年収約25万ドル(約3700万円)以上の世帯である上位10%の所得層は、株式や不動産、その他資産の大幅な値上がりに後押しされ、バカンスからブランドバッグまであらゆるものに大金を費やしている。
ムーディーズ・アナリティックスの分析によると、この消費者層は現在、全支出の49.7%を占めており、1989年にさかのぼるデータの中で過去最高を記録した。30年前は約36%だった。
このことは、経済成長が富裕層の継続的な支出に異常なほど依存していることを意味する。ムーディーズ・アナリティックスのチーフエコノミスト、マーク・ザンディ氏の推計によると、上位10%の支出だけで国内総生産(GDP)のほぼ3分の1を占める。
2023年9月~24年9月には高所得者層の支出が12%増えたが、労働者階級および中産階級世帯の支出は逆に減った。
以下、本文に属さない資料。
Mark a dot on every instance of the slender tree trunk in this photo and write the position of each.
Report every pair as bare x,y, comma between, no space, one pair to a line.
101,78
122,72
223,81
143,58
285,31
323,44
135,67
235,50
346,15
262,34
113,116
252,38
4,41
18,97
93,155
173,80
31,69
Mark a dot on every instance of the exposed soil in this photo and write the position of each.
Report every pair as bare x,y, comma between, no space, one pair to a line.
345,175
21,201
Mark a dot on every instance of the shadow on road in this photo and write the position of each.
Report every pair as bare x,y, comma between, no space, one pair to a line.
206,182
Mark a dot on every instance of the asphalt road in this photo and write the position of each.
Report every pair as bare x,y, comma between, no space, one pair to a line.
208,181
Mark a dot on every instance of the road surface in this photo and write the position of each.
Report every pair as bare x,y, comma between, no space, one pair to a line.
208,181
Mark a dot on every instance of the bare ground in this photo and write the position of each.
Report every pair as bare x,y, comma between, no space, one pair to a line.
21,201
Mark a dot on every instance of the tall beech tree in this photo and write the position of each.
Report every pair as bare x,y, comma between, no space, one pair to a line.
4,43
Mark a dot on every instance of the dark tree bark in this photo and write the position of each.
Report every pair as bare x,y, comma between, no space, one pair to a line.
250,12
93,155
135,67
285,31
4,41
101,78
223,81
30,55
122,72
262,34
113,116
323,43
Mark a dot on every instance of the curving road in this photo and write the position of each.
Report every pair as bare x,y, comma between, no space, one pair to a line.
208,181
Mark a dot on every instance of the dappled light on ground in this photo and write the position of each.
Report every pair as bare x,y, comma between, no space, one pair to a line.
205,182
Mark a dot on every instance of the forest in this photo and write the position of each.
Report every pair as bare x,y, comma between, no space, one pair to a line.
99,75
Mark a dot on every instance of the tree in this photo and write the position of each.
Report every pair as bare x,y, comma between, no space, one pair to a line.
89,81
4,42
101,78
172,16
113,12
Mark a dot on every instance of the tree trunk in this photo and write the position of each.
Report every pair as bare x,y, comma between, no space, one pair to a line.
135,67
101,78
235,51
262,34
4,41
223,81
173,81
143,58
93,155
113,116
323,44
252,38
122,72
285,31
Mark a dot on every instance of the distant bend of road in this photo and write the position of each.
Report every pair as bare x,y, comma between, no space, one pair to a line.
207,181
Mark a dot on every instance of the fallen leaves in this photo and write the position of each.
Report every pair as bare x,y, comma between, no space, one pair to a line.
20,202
分析を監修したザンディ氏は「富裕層の財務状況がこれほど良好だったことはなく、彼らの支出がこれほど堅調で、経済がこの層にこれほど依存したこともない」と述べた。この分析は連邦準備制度理事会(FRB)のデータに基づいており、入手可能な最新データである2024年7-9月期までを対象としている。
全体として見ると、富裕層はインフレ率をはるかに上回るペースで支出を増やしているが、それ以外の層の状況は異なる。下位80%の所得層の支出は4年前と比べて25%増加したが、これは同期間の21%の物価上昇率をわずかに上回るに過ぎない。一方、上位10%の支出は58%増加した。